David Cameron and the SNP leader Alex Salmond have just agreed that there will be a referendum on Scottish independence in the autumn of 2014—seven hundred years after Bannockburn. The wording has not been decided—that will be up to the administration at Holyrood—but there will almost certainly be a single question demanding a Yes or No answer to whether the devolved government should begin negotiating full independence.
Concerned about the possibility of defeat, the SNP originally sought a face-saving second question offering the possibility of “devo-max”—not a sexual practice, but a further increase in Scottish Parliamentary powers. But they were persuaded to drop this in return for London agreeing that 16- and 17-year-old Scots should be allowed to vote in the referendum—a demand that may rebound on the SNP, because even in Scotland most teenagers are probably more interested in The X Factor than the Cross of St. Andrew.

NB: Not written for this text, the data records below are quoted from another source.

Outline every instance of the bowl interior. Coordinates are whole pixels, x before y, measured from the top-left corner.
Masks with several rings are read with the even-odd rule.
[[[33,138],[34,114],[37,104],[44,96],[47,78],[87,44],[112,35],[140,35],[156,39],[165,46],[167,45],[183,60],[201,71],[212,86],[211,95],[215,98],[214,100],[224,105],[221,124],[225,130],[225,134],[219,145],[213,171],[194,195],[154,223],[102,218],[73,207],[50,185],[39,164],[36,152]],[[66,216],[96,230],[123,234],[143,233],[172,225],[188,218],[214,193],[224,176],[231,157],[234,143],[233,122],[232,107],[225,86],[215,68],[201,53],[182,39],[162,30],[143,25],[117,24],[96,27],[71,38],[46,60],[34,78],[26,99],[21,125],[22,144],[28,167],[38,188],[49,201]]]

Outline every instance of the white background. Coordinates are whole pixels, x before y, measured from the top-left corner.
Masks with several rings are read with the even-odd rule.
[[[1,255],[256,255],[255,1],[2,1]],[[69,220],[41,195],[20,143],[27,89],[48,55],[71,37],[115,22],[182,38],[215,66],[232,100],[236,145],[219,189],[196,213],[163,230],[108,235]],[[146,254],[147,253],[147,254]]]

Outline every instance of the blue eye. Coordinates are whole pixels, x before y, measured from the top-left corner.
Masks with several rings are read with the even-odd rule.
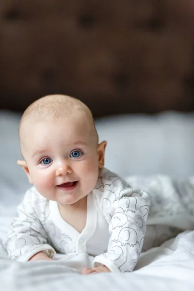
[[[82,152],[79,150],[75,150],[73,151],[70,155],[70,158],[79,158],[82,155]]]
[[[52,162],[52,161],[49,158],[46,158],[45,159],[43,159],[41,162],[41,163],[43,165],[49,165],[51,162]]]

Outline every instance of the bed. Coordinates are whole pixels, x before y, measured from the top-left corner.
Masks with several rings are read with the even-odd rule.
[[[184,231],[143,252],[132,273],[83,276],[63,261],[19,263],[2,243],[29,187],[16,163],[18,124],[44,95],[90,107],[108,141],[106,166],[129,182],[194,179],[194,12],[192,0],[1,0],[0,291],[194,290],[193,190]]]
[[[148,290],[193,290],[192,230],[142,253],[135,271],[131,274],[83,276],[72,272],[63,261],[26,264],[8,259],[2,241],[16,213],[16,206],[29,186],[24,173],[16,164],[20,157],[17,132],[20,116],[0,112],[1,290],[51,291],[55,288],[105,291],[109,288],[139,291],[145,286]],[[108,142],[106,166],[129,180],[134,175],[149,178],[157,173],[179,178],[192,176],[194,123],[193,113],[175,112],[152,117],[142,114],[107,117],[96,121],[100,140],[106,138]]]

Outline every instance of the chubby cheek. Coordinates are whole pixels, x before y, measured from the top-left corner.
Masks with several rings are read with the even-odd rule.
[[[97,183],[99,172],[97,160],[91,159],[83,161],[79,168],[78,174],[81,179],[81,188],[89,194]]]
[[[55,179],[51,173],[46,171],[39,170],[32,173],[31,177],[37,191],[49,199],[49,194],[55,186]]]

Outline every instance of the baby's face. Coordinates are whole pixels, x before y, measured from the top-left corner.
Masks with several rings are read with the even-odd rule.
[[[94,188],[105,146],[97,145],[92,128],[86,117],[74,114],[30,125],[25,130],[28,176],[43,196],[72,204]]]

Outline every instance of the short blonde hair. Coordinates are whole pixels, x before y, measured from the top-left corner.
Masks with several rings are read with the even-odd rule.
[[[70,116],[76,112],[85,114],[91,121],[97,143],[98,136],[95,127],[92,113],[88,107],[78,99],[66,95],[48,95],[38,99],[24,111],[19,125],[18,134],[21,141],[21,132],[25,123],[41,121],[52,121]]]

The referendum is a high-risk strategy for the SNP, because all the UK parties and most business interests are against independence, the polling evidence is at best ambivalent, and even a narrowly lost vote would be a colossal blow after decades of dedication. (The SNP was founded in 1934.) The SNP has sought to maximize its chances by cannily sidestepping pesky details—such small matters as whether an independent Scotland could sustain present welfare levels, how much of the UK’s deficit burden the new/old nation will assume, the economic impact of tens of thousands of public-sector and military jobs transferred out of Scotland, whether England would allow Scotland to keep all of the revenues from North Sea oil and gas, the new/old country’s currency, relations with the rump UK, and relations with the EU, IMF, and UN.

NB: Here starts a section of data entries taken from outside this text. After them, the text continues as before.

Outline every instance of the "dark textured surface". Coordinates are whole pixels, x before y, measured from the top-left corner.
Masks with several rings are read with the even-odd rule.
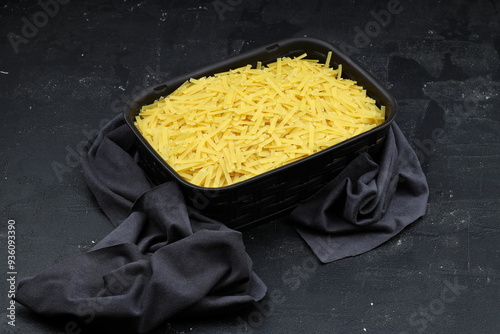
[[[173,320],[154,333],[499,333],[500,2],[401,0],[399,13],[374,24],[373,13],[393,2],[69,1],[52,16],[36,1],[3,2],[4,275],[9,220],[17,280],[111,231],[77,152],[131,94],[307,35],[341,47],[397,98],[397,122],[428,177],[427,215],[377,249],[328,265],[286,221],[246,232],[268,299],[239,317]],[[30,30],[34,19],[40,27]],[[2,279],[1,333],[65,332],[65,322],[19,305],[9,326],[8,290]]]

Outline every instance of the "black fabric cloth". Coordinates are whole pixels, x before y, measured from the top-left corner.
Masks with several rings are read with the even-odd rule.
[[[83,157],[88,186],[117,227],[89,252],[21,280],[16,300],[94,330],[144,333],[174,316],[230,314],[262,299],[241,233],[188,208],[175,183],[152,187],[129,131],[115,118]]]
[[[290,218],[323,263],[359,255],[423,216],[429,188],[411,145],[392,123],[375,160],[363,153]]]
[[[415,153],[396,124],[377,161],[362,154],[291,214],[322,262],[366,252],[424,214]],[[240,232],[185,205],[173,182],[153,186],[117,116],[85,147],[89,189],[116,228],[89,252],[20,281],[16,300],[43,315],[147,332],[174,316],[228,314],[262,299]]]

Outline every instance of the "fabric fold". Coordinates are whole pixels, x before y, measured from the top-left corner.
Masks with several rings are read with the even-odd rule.
[[[232,314],[262,299],[242,235],[187,207],[174,182],[152,187],[115,118],[86,147],[83,169],[116,228],[89,252],[20,281],[16,301],[92,331],[146,333],[172,317]]]
[[[292,223],[323,263],[369,251],[425,214],[429,188],[396,123],[375,160],[363,153],[292,211]]]

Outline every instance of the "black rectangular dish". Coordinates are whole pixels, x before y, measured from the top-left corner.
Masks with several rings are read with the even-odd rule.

Not only pro-Union politicians are clamoring for clarification, but apolitical, actuarial observers. In January, Martin Woolf of the Financial Times pointed out that even the great black hope of North Sea oil could not counterbalance an overall fiscal deficit of 10.6% of GDP in 2009-10—and that the oil was a declining resource in any case. An independent Scotland, he added, could not hope to obtain a Triple A credit rating.
Last week, Scotland’s former Auditor General Robert Black queried how an independent Scotland could hope to finance a £4-billion backlog in road and public building maintenance, up to £500 million of travel concessions over the next decade, personal and nursing costs rising by 15% yearly, free prescription and optical tests costing £150 million annually, and yet other eye-watering invoices.

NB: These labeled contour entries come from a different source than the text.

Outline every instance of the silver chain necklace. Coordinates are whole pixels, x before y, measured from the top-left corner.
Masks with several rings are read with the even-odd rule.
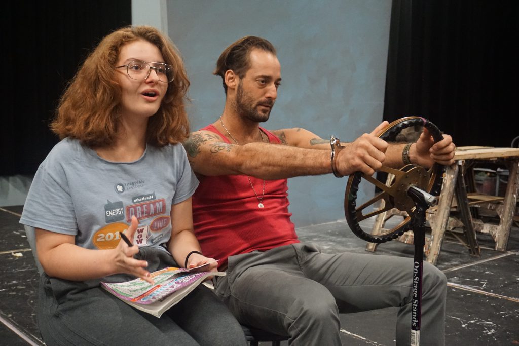
[[[239,143],[238,143],[238,141],[236,140],[236,139],[233,136],[233,135],[230,134],[230,132],[229,132],[229,130],[227,129],[226,127],[225,127],[225,125],[224,124],[224,122],[222,121],[221,115],[220,116],[220,123],[222,124],[222,126],[223,127],[224,130],[225,130],[225,132],[227,133],[227,134],[229,135],[229,136],[233,139],[233,140],[234,141],[235,143],[239,145],[240,144]],[[261,136],[262,142],[264,142],[264,140],[263,139],[263,134],[262,133],[261,130],[260,130],[259,128],[258,128],[258,130],[260,130],[260,135]],[[258,201],[260,201],[260,203],[258,203],[258,207],[263,208],[264,206],[265,206],[264,205],[263,205],[263,203],[262,202],[262,201],[263,200],[263,196],[265,196],[265,179],[263,179],[263,192],[262,192],[261,197],[260,197],[259,196],[258,196],[257,193],[256,193],[256,189],[254,189],[254,187],[252,185],[252,182],[251,181],[251,177],[248,175],[247,178],[249,179],[249,183],[251,184],[251,187],[252,188],[252,191],[254,192],[254,195],[256,195],[256,198],[258,199]]]

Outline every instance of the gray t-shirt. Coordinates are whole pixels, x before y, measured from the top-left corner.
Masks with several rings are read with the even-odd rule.
[[[160,247],[171,235],[171,205],[195,192],[198,181],[180,144],[148,146],[136,161],[114,162],[75,140],[57,144],[36,172],[21,224],[75,236],[76,244],[113,248],[132,215],[133,242]]]

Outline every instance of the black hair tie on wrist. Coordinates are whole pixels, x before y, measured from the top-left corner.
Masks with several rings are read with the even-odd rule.
[[[203,256],[203,254],[200,251],[192,251],[189,253],[187,254],[187,256],[186,256],[186,262],[184,264],[184,268],[187,268],[187,260],[189,259],[189,256],[193,255],[193,254],[198,254],[199,255],[201,255],[202,256]]]

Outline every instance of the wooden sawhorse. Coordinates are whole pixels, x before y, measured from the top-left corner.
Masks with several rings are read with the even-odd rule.
[[[514,212],[517,201],[519,189],[519,149],[491,147],[460,147],[456,148],[455,163],[446,168],[443,185],[440,194],[438,205],[427,211],[426,219],[431,226],[431,237],[426,240],[425,253],[427,261],[435,265],[443,242],[446,230],[462,227],[471,254],[480,255],[476,238],[476,232],[489,234],[495,242],[495,250],[506,251]],[[472,168],[477,161],[498,162],[506,165],[509,171],[508,184],[504,197],[490,196],[467,192],[466,175],[473,174]],[[388,179],[390,178],[388,177]],[[473,181],[473,179],[469,179]],[[455,202],[453,197],[456,195]],[[382,201],[384,203],[384,201]],[[494,210],[500,218],[499,225],[483,222],[473,218],[471,207]],[[454,215],[452,212],[457,212]],[[386,222],[393,215],[406,216],[407,214],[397,209],[378,214],[375,220],[372,234],[377,234],[387,230],[384,228]],[[397,239],[413,243],[413,232],[408,231]],[[377,244],[370,243],[366,250],[373,252]]]

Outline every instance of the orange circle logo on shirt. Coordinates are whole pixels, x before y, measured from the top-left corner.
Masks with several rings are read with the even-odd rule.
[[[100,250],[107,250],[114,248],[121,240],[119,232],[122,232],[129,226],[126,224],[117,222],[110,224],[103,227],[95,232],[92,242]],[[131,239],[130,240],[132,241]]]

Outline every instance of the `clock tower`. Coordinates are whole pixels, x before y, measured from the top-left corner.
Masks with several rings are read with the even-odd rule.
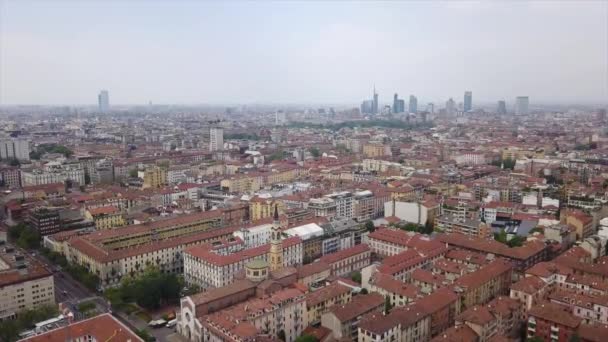
[[[274,207],[274,222],[270,232],[270,270],[283,268],[283,242],[281,241],[281,224],[279,223],[279,208]]]

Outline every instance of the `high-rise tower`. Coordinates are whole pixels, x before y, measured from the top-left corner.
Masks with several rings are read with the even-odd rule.
[[[281,224],[279,222],[279,208],[274,206],[274,222],[270,232],[270,270],[283,268],[283,241],[281,241]]]
[[[464,92],[464,111],[468,112],[473,109],[473,92],[465,91]]]

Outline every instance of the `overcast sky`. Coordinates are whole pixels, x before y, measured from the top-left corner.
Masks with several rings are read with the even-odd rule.
[[[0,0],[0,103],[606,102],[608,2]]]

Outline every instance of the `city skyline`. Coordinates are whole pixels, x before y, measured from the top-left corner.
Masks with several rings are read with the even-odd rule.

The SNP suggests that an independent Scotland would remain within the sterling currency area, but as Greece and other countries are presently proving, sharing a currency means sharing sovereignty. How strange that such ideological innumeracy should subsist in the land of Adam Smith.
It is even stranger that the Queen will remain as head of state, and England and Scotland will be “united kingdoms”—especially as Salmond was once a leading member of the SNP’s socialist republican caucus known as the ’79 Group, banned by the party in 1982 after Sinn Féin sought embarrassing fraternal contact. Salmond was against any association with Sinn Féin, yet his instincts remain strongly on the left, and the party is suffused with a Calvinistic political correctness that contrives to be simultaneously dour and neurotic. (As P. G. Wodehouse observed, “It is never difficult to distinguish between a ray of sunshine and a Scotsman with a grievance.”) But Salmond has always been a shrewd tactician, and he knows that if he is to have any chance of success in 2014 he needs to carry waverers as well as the readers of Waverley.